Así era, en efecto. Y si Barbicane volvía a la Tierra confirmarían sus notas, este hecho de tanta importancia en las observaciones selenográficas.
Los montes Doerfel y Leibniz se elevan en medio de llanuras de mediana extensión limitadas por una serie indefinida de circos y de murallas anulares. Estas dos cordilleras son las únicas que hoy se encuentran en la región de los circos. Pero quebradas relativamente, proyectan en varias direcciones algunos picos agudos, cuya cumbre más elevada mide 7.603 metros.
Pero el proyectil dominaba todo este conjunto y el relieve desaparecía en el intenso resplandor del disco. Volvía a presentarse a los ojos de los viajeros el aspecto arcaico de los paisajes lunares faltos de tono, sin gradación en el colorido, sin matices de sombras, rudamente blancos y negros, por la falta de luz difusa; era indiscutible.
No obstante, la vista de ese mundo desolado no dejaba de ser curiosa por lo extraña que era. Se paseaban por encima de aquella caótica región, como arrastrados por el soplo del huracán, viendo desfilar las cimas bajo sus pies, observando las fallas con ojos atentos, analizando los pliegues, ojeando las cavidades, subiendo a las murallas, sondeando aquellas simas misteriosas nivelando todas las desigualdades, pero sin encontrar vestigios de vegetación ni de población, y sí únicamente estratificaciones, arroyos de lava, derrames pulimentados como inmensos espejos que reflejaban los rayos solares con un brillo irresistible; todo estaba muerto y allí los aludes rodaban desde la cima de las montañas para caer sin ruido en el fondo de los abismos. Tenían el movimiento, pero les faltaba aún el ruido.
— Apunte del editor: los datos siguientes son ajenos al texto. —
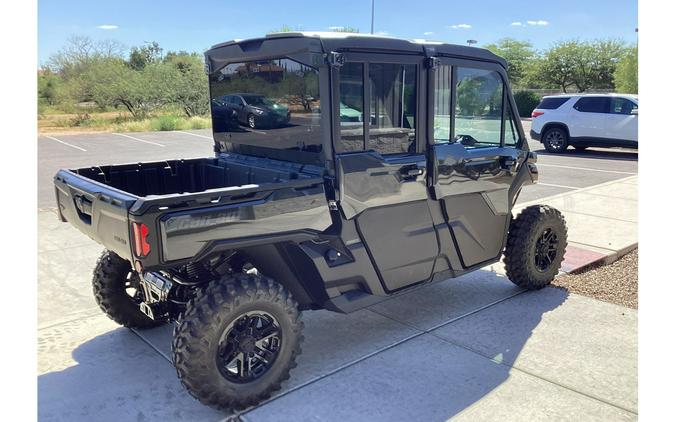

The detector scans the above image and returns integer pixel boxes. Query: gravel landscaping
[553,249,638,309]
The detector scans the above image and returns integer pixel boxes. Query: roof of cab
[205,32,507,68]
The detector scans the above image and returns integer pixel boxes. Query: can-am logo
[164,209,241,234]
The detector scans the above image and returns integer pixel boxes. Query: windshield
[209,59,321,163]
[244,95,278,107]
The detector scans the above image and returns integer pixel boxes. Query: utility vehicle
[54,33,567,408]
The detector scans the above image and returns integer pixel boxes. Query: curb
[567,242,638,274]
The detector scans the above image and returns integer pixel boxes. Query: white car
[530,94,638,153]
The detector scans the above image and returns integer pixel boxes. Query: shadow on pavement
[38,277,567,421]
[244,289,585,421]
[38,327,226,421]
[532,147,638,161]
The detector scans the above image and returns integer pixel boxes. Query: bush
[188,116,211,129]
[513,91,541,117]
[152,115,185,130]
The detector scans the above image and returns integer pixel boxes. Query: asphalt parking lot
[38,121,638,208]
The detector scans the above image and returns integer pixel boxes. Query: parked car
[530,94,638,153]
[340,102,363,122]
[219,94,291,129]
[54,33,567,408]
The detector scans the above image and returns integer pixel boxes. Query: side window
[434,64,452,144]
[339,63,365,152]
[504,103,519,147]
[368,63,417,154]
[574,97,609,113]
[453,68,504,148]
[610,97,637,114]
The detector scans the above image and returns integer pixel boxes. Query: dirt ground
[553,249,638,309]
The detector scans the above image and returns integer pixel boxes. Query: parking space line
[537,182,581,190]
[537,163,637,174]
[44,135,87,152]
[174,130,213,140]
[113,133,166,147]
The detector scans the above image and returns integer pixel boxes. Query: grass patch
[188,116,211,129]
[151,114,185,131]
[38,111,211,133]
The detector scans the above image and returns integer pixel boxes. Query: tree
[536,41,581,92]
[613,47,638,94]
[38,69,63,105]
[164,51,209,117]
[532,40,625,92]
[46,36,124,80]
[485,38,536,86]
[83,59,173,119]
[128,41,162,70]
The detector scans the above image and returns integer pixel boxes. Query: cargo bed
[54,154,330,267]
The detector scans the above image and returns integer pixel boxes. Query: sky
[38,0,637,65]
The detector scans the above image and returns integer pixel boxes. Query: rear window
[574,97,609,113]
[537,97,570,110]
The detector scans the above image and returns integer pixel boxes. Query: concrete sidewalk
[38,177,637,421]
[513,176,638,272]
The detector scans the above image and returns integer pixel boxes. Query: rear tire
[541,126,568,154]
[173,274,303,409]
[92,250,163,329]
[504,205,567,290]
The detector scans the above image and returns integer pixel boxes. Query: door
[429,60,527,268]
[568,96,609,139]
[606,97,638,142]
[333,54,438,291]
[230,95,247,123]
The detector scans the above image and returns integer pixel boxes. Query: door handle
[401,167,424,176]
[501,156,518,172]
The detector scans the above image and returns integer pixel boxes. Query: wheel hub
[534,228,558,272]
[216,311,282,383]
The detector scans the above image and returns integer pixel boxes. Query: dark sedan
[218,94,291,129]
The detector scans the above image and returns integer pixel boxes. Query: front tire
[173,274,303,409]
[542,127,568,154]
[504,205,567,290]
[92,250,163,328]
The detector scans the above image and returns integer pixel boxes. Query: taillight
[132,223,150,258]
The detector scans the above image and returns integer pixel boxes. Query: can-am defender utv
[54,33,567,408]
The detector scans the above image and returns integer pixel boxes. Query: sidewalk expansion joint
[130,328,173,365]
[238,290,527,422]
[429,333,638,415]
[558,207,638,226]
[38,306,101,331]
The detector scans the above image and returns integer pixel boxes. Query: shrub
[188,116,211,129]
[152,114,185,130]
[513,91,541,117]
[115,120,151,132]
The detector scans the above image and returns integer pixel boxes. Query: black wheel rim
[124,271,143,304]
[546,130,565,150]
[216,311,281,383]
[534,228,558,272]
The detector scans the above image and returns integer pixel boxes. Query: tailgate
[54,170,138,261]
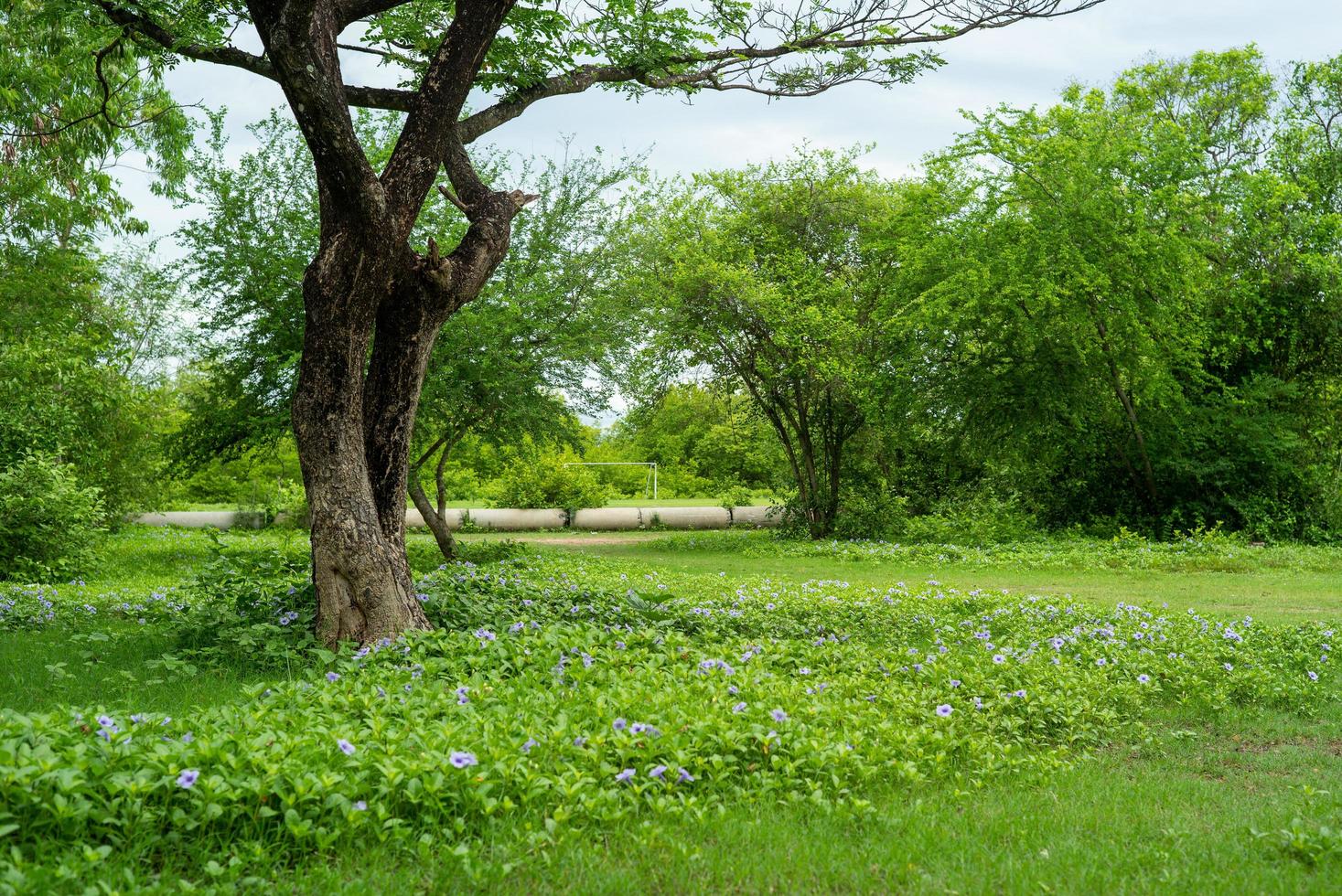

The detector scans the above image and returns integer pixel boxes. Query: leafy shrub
[492,453,609,511]
[165,537,317,668]
[265,482,308,528]
[0,454,104,581]
[903,494,1043,545]
[834,488,908,538]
Con repetidas observaciones, demostró Barbicane que los relieves de los bordes del gran disco, aunque sometidos a fuerzas diferentes de la región central, presentaban una conformación uniforme. La misma agregación circular y las mismas desigualdades del terreno. Podía presumirse, sin embargo, que sus disposiciones no debían de ser análogas. En efecto, la corteza, aun maleable, de la Luna ha estado sometida a la doble atracción de la Luna y de la Tierra obrando en sentido inverso y siguiendo un radio prolongado de una a otra. Por el contrario, sobre los bordes del disco, la atracción lunar ha sido perpendicular, por decirlo así, a la atracción terrestre. Parece, pues, que los relieves del suelo producidos en estas condiciones hubieran debido tomar una forma diferente, pero no sucedía así. La Luna había encontrado en sí misma el principio de su formación y constitución.